Kündigung: Arbeitgeber muss Wegfall des Arbeitsplatzes darlegen
Fällt der Arbeitsplatz weg, muss dies für eine Kündigung genau begründet werden.
Bild: MEV Verlag GmbH, Germany

Arbeitgeber müssen bei Bedarf genau offenlegen, weshalb ein Arbeitnehmer das Unternehmen verlassen muss, weil der entsprechende Arbeitsplatz wegfällt. Gelingt dies nicht, ist die Kündigung schnell unwirksam, wie ein aktuelles Urteil des Arbeitsgerichts Düsseldorf zeigt.

Grundsätzlich trifft laut BAG den Arbeitgeber die Darlegungslast dafür, dass der bisherige Arbeitsplatz eines Mitarbeiters wegfällt und dass daher dringende betriebliche Erfordernisse eine Kündigung rechtfertigen.

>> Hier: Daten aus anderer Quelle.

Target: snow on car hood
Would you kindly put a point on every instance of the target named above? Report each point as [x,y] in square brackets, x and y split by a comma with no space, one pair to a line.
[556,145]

Zudem muss der Arbeitgeber deutlich machen, dass eine andere Beschäftigung des Arbeitnehmers weder möglich noch zumutbar wäre.

Vorwürfe konkret entkräften

Wie detailliert dabei vorgegangen werden muss, hängt auch davon ab, wie sich der Beschäftigte zur Kündigung äußert. Je konkreter dieser beispielsweise eine mögliche anderweitige Beschäftigung ins Spiel bringt, desto genauer muss auch der Arbeitgeber erläutern, weshalb es nicht möglich war, den Mitarbeiter auf einem anderen Arbeitsplatz weiterhin anzustellen.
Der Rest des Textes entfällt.